L'administration des successeurs de Colbert au contrôle général des Finances, Le Péletier et surtout celle de Louis Phélypeaux, marquis de Pontchartrain, fut déplorable pour l'agriculture.

Ce dernier prohiba tous les baux de plus de 9 ans, ce qui découragea toute tentative d'amélioration du sol de la part du fermier. Il taxa tous les grains, au risque de faire le vide sur les marchés. Il alla même jusqu'à soumettre les détenteurs de céréales à des visites domiciliaires et les obligea à les vendre au tarif fixé par les autorités locales.

Le laboureur, livré d'une part aux exactions fiscales et d'autre part découragé par les entraves apportées au commerce des produits agricoles, quitta ses champs pour rejoindre la ville. Dans toute la France, un courant d'émigration se dessina rapidement : la Touraine, l'Auverne, le Dauphiné furent presque dépeuplées. En 1693, la famine ravageait le Berry, le Poitou, le Bordelais, la Lorraine, le Blésois, qui étaient pourtant les provinces les plus riches de France. Le pain de parait plus dans la chaumière du paysan, qui vit exclusivement de raves et de châtaignes partagées entre lui et son bétail.

Repas de Paysan - Le Nain

De 1698 à 1715 la disette est continuelle. L'émouvant passage où La Bruyère dépeint les paysans du XVIIe siècle est assez significatif :

"L'on voit certains animaux farouches, des mâles et des femelles, répandus par la campagne, noirs, livides et tout brûlés du soleil, attachés à la terre qu'ils fouillent et qu'ils remuent avec une opiniâtreté invincible ; ils ont comme une voix articulée et quand ils se lèvent sur leurs pieds, ils montrent une face humaine et en effet ils sont des hommes. Ils se retirent de nuit dans des tanières où ils vivent de pain noir, d'eau et de racines ; ils épargnent aux autres hommes la peine de semer, de labourer et de recueillir pour vivre et méritent ainsi de ne pas manquer de ce pain qu'ils ont semé."

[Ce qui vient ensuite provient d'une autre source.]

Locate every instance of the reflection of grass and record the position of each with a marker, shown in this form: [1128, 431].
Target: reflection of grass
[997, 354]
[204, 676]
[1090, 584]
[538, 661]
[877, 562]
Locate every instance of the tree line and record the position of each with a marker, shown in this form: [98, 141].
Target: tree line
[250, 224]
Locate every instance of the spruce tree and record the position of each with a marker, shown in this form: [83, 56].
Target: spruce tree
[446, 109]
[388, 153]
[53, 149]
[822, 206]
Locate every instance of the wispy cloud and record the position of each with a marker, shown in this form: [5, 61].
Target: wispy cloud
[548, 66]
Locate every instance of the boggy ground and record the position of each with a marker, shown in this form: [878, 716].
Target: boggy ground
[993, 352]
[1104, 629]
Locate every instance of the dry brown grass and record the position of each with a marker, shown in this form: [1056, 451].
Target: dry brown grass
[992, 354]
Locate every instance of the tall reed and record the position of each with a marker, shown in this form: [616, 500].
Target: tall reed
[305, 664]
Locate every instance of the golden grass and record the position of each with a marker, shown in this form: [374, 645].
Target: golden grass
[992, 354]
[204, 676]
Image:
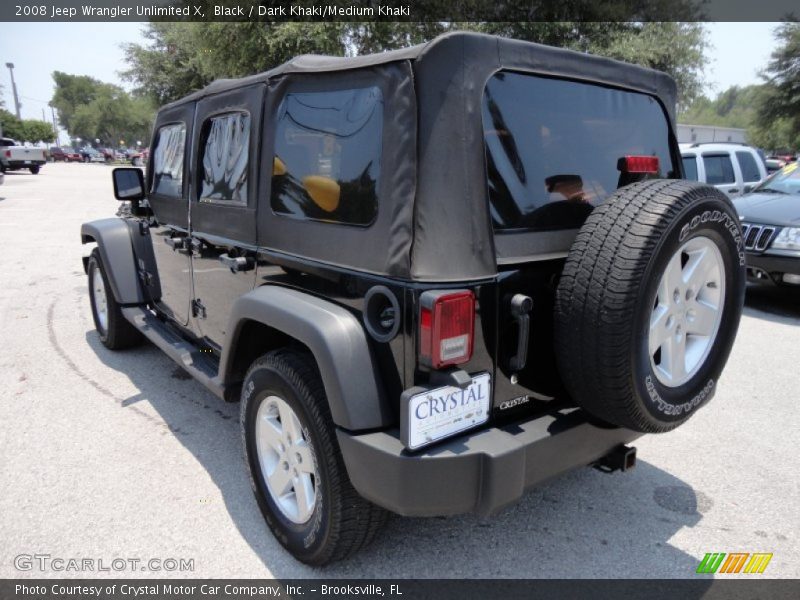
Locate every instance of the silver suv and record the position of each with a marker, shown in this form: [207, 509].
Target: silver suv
[735, 169]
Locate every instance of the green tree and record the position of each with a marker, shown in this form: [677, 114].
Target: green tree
[91, 109]
[37, 131]
[11, 125]
[181, 57]
[742, 107]
[782, 76]
[25, 130]
[677, 48]
[72, 92]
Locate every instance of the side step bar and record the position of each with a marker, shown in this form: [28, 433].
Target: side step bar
[186, 354]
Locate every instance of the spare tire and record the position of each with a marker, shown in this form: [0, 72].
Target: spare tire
[648, 304]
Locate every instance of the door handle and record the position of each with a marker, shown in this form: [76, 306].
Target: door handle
[521, 306]
[237, 263]
[176, 243]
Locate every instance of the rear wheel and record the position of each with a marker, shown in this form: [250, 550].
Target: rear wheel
[649, 302]
[295, 464]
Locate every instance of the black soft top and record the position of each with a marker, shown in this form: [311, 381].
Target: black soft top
[438, 226]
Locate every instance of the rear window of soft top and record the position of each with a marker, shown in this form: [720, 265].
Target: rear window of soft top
[552, 147]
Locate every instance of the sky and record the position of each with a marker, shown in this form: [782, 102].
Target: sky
[738, 51]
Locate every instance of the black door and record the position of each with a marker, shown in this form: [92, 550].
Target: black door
[223, 208]
[168, 198]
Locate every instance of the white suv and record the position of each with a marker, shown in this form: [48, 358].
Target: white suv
[732, 168]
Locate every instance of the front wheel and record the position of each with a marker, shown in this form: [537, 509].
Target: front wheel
[114, 330]
[296, 468]
[648, 304]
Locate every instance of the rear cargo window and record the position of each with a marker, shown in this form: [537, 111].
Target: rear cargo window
[719, 169]
[327, 156]
[168, 160]
[747, 163]
[690, 167]
[552, 147]
[225, 143]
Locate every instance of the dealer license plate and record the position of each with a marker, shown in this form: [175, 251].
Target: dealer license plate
[436, 414]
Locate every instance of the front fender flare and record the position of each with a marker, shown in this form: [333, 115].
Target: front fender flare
[338, 342]
[116, 251]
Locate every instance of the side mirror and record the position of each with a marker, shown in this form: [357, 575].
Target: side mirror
[128, 183]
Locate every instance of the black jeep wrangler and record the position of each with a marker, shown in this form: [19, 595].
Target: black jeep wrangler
[433, 277]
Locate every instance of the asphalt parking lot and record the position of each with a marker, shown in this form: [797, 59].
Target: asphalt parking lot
[109, 455]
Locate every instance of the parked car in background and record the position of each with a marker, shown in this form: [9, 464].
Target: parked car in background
[773, 164]
[139, 159]
[786, 156]
[55, 154]
[65, 154]
[770, 219]
[89, 154]
[732, 168]
[14, 156]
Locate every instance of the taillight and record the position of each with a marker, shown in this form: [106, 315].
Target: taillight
[446, 327]
[638, 164]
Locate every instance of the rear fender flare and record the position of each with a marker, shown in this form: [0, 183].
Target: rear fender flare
[338, 342]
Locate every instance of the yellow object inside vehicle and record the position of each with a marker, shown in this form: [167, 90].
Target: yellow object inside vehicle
[324, 191]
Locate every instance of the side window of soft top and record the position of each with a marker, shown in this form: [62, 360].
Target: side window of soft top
[224, 158]
[168, 160]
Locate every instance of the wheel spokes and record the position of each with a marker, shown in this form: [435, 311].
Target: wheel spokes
[686, 311]
[304, 495]
[702, 319]
[286, 459]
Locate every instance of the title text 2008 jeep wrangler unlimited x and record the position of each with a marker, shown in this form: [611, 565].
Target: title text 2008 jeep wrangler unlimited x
[433, 277]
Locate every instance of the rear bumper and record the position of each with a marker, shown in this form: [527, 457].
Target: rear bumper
[479, 472]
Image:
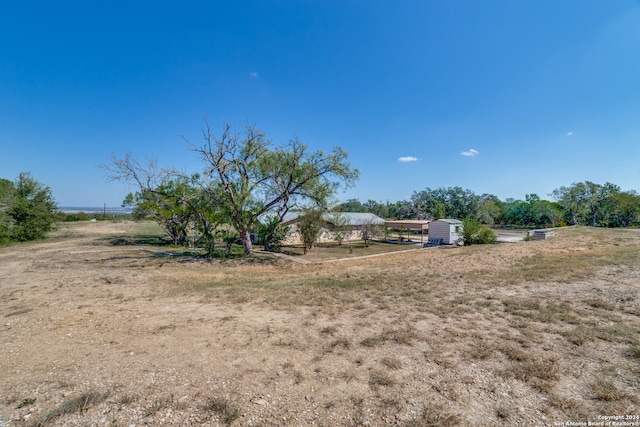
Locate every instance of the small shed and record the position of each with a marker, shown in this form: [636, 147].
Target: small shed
[449, 230]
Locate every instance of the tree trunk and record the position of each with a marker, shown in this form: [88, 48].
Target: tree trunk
[246, 242]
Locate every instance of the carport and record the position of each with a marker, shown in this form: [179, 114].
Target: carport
[409, 224]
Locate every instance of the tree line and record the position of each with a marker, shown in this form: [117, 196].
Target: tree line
[583, 203]
[248, 184]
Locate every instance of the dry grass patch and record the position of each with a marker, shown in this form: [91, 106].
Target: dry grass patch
[224, 408]
[70, 406]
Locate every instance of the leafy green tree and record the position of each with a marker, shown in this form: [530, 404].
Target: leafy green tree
[168, 205]
[450, 202]
[533, 212]
[339, 224]
[352, 205]
[377, 208]
[272, 233]
[310, 226]
[585, 202]
[7, 192]
[623, 210]
[27, 209]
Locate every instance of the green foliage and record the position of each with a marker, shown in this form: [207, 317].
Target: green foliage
[339, 226]
[27, 209]
[248, 177]
[272, 234]
[451, 202]
[310, 225]
[591, 204]
[532, 212]
[475, 233]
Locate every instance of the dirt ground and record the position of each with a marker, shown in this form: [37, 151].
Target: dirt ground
[529, 333]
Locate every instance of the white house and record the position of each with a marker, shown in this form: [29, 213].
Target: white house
[449, 230]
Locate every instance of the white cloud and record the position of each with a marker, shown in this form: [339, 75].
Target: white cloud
[470, 153]
[407, 159]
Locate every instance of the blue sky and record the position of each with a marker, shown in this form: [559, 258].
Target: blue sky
[503, 97]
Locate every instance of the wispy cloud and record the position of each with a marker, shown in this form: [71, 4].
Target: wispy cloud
[407, 159]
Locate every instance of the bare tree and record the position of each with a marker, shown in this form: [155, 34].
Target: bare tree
[250, 178]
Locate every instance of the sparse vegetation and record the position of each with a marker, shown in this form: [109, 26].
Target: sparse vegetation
[413, 339]
[225, 409]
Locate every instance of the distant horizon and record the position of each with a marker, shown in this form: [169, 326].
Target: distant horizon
[502, 97]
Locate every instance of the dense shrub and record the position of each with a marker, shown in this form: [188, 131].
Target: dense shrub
[27, 209]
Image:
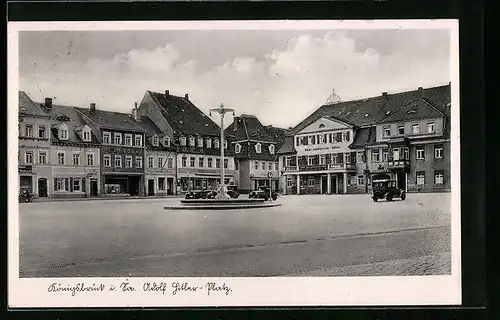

La souffrance des paysans contrastait violemment avec le faste de la Cour et de la ville ; Fénelon, dans sa lettre à Louis XIV, donne des détails navrants sur les misères physiques et morales des laboureurs.

Les grands chemins de la campagne ne cessaient de grossir de mendiants que la faim et le dépouillement avaient chassés loin de chez eux.